Let m = a+b, and it is clear that m is a positive real number, then the equation evolves into (m+c)(1 m+1 c)=(m+c) 2 (mc).

I believe you will understand at a glance at this point, the minimum value is obtained when m=a+b=c, and the minimum value is equal to 4.

If you don't understand, please feel free to ask again.

a+b+c)【1/(a+b)+1/c】=（a+b+c)/(a+b)+（a+b+c)/c=1+c/(a+b)+1+（a+b)/c=2+c/(a+b)+（a+b)/c=2+【c²+（a+b)²/c(a+b)】

And the sum of the squares of any two numbers is greater than twice the product of these two numbers (a+b can be seen as a whole) - according to the perfect square.

a+b) = a +b 2ab, and the square of any number is greater than or equal to zero, so (a+b) 0, a +b 2ab 0, a +b 2ab, then a +b 2ab 1, a +b ab 2

Therefore, the minimum value of c + (a+b) c(a+b) 2 and c +(a+b) c(a+b) is 2

a+b+c) [1 (a+b)+1 c] has a minimum value of 2+2=4

Knowing that a, b, and c are all positive, and a+b+c=1, what is the minimum value of 1 a+1 b+1 c? （a+b+c)*(1/a+1/b+1/c) =3+(b/a+a/b+a/c+c/a+b/c

It is obtained by the positive numbers a, b, and c in the mu.

a+b)(b+c)

ab+b^2+bc+ac

b(a+b+c)+ac

b*[1 Mt.
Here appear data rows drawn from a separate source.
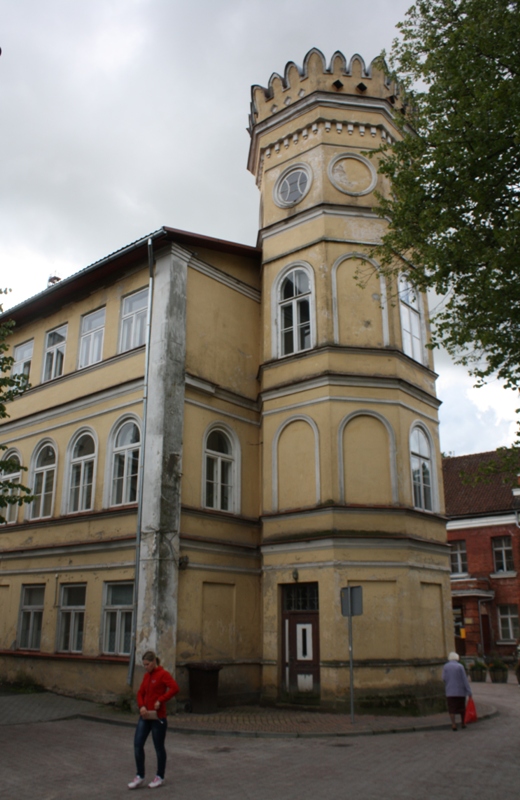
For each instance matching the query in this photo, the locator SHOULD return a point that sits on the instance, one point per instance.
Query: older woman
(457, 689)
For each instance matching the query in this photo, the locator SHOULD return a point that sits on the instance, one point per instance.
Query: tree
(11, 492)
(454, 215)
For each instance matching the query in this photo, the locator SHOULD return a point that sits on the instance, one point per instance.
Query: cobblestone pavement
(79, 758)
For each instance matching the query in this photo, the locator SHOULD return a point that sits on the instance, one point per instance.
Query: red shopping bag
(471, 712)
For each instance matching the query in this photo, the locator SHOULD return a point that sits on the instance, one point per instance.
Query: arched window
(219, 490)
(44, 482)
(294, 312)
(421, 470)
(411, 324)
(11, 474)
(125, 470)
(81, 494)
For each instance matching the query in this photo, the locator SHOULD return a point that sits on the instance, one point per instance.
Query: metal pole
(131, 665)
(351, 665)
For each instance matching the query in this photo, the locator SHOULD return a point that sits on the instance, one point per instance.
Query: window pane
(97, 344)
(225, 488)
(121, 594)
(140, 329)
(210, 478)
(48, 493)
(302, 282)
(118, 480)
(126, 334)
(84, 446)
(126, 631)
(46, 457)
(287, 316)
(36, 631)
(93, 321)
(288, 288)
(33, 595)
(49, 361)
(111, 623)
(78, 630)
(132, 477)
(65, 630)
(74, 595)
(56, 337)
(25, 630)
(128, 434)
(135, 302)
(88, 474)
(287, 341)
(218, 442)
(84, 357)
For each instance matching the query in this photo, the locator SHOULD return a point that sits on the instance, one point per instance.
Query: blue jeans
(158, 727)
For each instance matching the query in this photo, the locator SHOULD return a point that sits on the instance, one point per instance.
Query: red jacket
(157, 685)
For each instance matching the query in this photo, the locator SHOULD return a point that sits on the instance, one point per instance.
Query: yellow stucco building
(221, 437)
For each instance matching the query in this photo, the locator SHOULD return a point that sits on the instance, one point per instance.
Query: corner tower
(351, 462)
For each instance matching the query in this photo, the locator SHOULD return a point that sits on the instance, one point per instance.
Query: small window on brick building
(503, 554)
(459, 559)
(508, 622)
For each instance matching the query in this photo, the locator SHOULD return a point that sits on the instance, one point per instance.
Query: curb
(488, 713)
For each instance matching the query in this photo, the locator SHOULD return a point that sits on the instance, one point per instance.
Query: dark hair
(150, 656)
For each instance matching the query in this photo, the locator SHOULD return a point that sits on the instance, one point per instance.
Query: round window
(292, 185)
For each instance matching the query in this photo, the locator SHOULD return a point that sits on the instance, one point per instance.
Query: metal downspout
(131, 665)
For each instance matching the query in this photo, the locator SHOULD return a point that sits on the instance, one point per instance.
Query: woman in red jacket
(156, 689)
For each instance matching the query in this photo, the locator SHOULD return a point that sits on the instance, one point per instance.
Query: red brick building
(484, 534)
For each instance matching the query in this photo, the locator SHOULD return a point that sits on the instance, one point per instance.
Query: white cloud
(119, 116)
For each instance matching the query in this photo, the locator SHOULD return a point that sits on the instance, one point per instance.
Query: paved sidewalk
(242, 721)
(83, 758)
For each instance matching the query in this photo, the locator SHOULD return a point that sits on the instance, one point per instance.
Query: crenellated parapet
(349, 103)
(340, 79)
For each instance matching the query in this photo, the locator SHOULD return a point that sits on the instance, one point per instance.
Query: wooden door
(301, 643)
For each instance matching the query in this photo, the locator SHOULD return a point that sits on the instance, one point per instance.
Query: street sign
(352, 601)
(351, 606)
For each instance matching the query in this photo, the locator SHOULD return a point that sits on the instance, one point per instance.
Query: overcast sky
(120, 116)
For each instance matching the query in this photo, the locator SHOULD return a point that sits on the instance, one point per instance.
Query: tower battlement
(338, 79)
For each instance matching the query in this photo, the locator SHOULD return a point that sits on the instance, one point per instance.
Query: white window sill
(510, 574)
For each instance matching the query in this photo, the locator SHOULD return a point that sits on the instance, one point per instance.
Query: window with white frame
(81, 497)
(459, 559)
(54, 353)
(508, 622)
(421, 470)
(125, 470)
(219, 489)
(31, 617)
(44, 482)
(22, 355)
(503, 554)
(10, 479)
(294, 312)
(72, 618)
(458, 620)
(91, 340)
(118, 615)
(133, 320)
(410, 319)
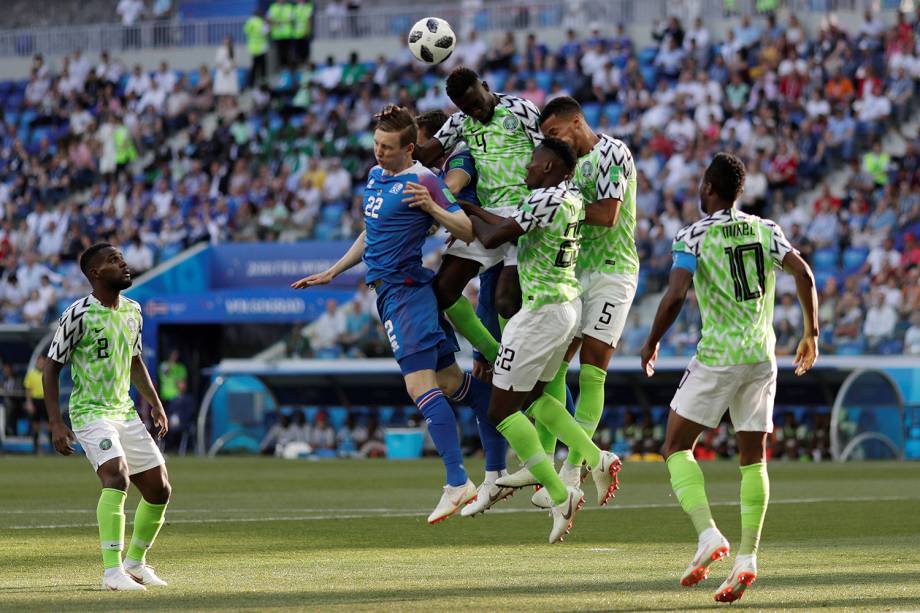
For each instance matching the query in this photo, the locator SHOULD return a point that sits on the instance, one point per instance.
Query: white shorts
(534, 344)
(105, 439)
(487, 258)
(605, 302)
(746, 390)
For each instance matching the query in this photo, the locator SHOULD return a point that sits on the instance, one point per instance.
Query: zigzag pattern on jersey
(70, 330)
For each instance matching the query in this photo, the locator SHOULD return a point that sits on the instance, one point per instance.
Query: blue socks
(477, 394)
(442, 426)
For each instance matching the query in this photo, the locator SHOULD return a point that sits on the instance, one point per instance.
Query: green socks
(148, 519)
(690, 489)
(590, 405)
(462, 315)
(110, 513)
(522, 437)
(553, 415)
(556, 389)
(755, 494)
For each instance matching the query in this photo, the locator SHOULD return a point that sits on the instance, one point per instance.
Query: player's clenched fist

Xunzi (ABC)]+AC

ac+1/(ac)

a+b)(b+c) let the smallest value = 2

a+b+c=0;abc=16;If c>0 obtains a, b is less than imitation 0c=-a-b>=2*(-a-b), and a=b when the equal sign is true;

abc>=ab*[2*(-a-b)^;AB=4, and A=B, so A=B=-2

The round celery is big with orange: c = 4

Because a, b, and c are all positive real numbers, and there are.

a＋b＋c＝abc。

Then: abc a b c 3(abc) 1 3, ie.

abc) Tan Yan Na 3 27 abc, abc) 2 27, jujube big abc 3 3.

So what you get is:

abc)min with 3 3.

From a, b, are positive real numbers, and a+b=1 gives ab<=1 4 original formula = ab + 1 (ab) + (a b + b a) = ab + 1 (ab) + (a 2 + b 2) (ab) = ab + 1 (ab) + (a 2 + b 2 + 2 ab) (ab)-2

ab+1/(ab)+(a+b)^2/(ab)-2=ab+1/(ab)+1/(ab)-2=ab+2/(ab)-2

At f(x)=x+2 x, monotonically decreasing at (0, root number 2), so when ab=1 4.

The original takes the minimum value = 25 4

Solution: a+b+c=0; abc=16;If c>0 gets a, b is less than 0c=-a-b>=2*(-a-b), and the equal sign is a=b;

abc>=ab*[2*(-a-b)^;AB=4, and A=B, so A=B=-2

So: c=4

a+b=-c, ab=16 c, (a+b) is perfectly squared -2ab=a squared + b squared is greater than or equal to 0, so the square of c is -32 c is greater than or equal to zero, and multiply it by c to get (c is a positive number, unchanged sign): the cubic of c -32 is greater than or equal to 0, and the solution c is greater than or equal to the cubic root number 32, so the minimum value of c is the cubic root number 32, not 4

a+b=-c ab=16 c a, b is the root of the equation x 2+cx-16 c=0, so c 2-64 c>=0 c 3-64>=0 c 3>=64 c>=4 so c minimum is 4

Solution: 1 a+9 b=1

a+b=（a+b)*(1/a+9/b)=1+9+b/a+9a/b10+b/a+9a/b>=10+2*sqrt(b/a*9a/b)=10+2*3=16

If and only in the group, when b a=9a b, i.e., b=3a, bring in 1 a+9 b=1, then a=4 can be obtained

b=12, so the minimum value of the medium module is 16, sell or slow and only take the minimum value when a=4, b=12.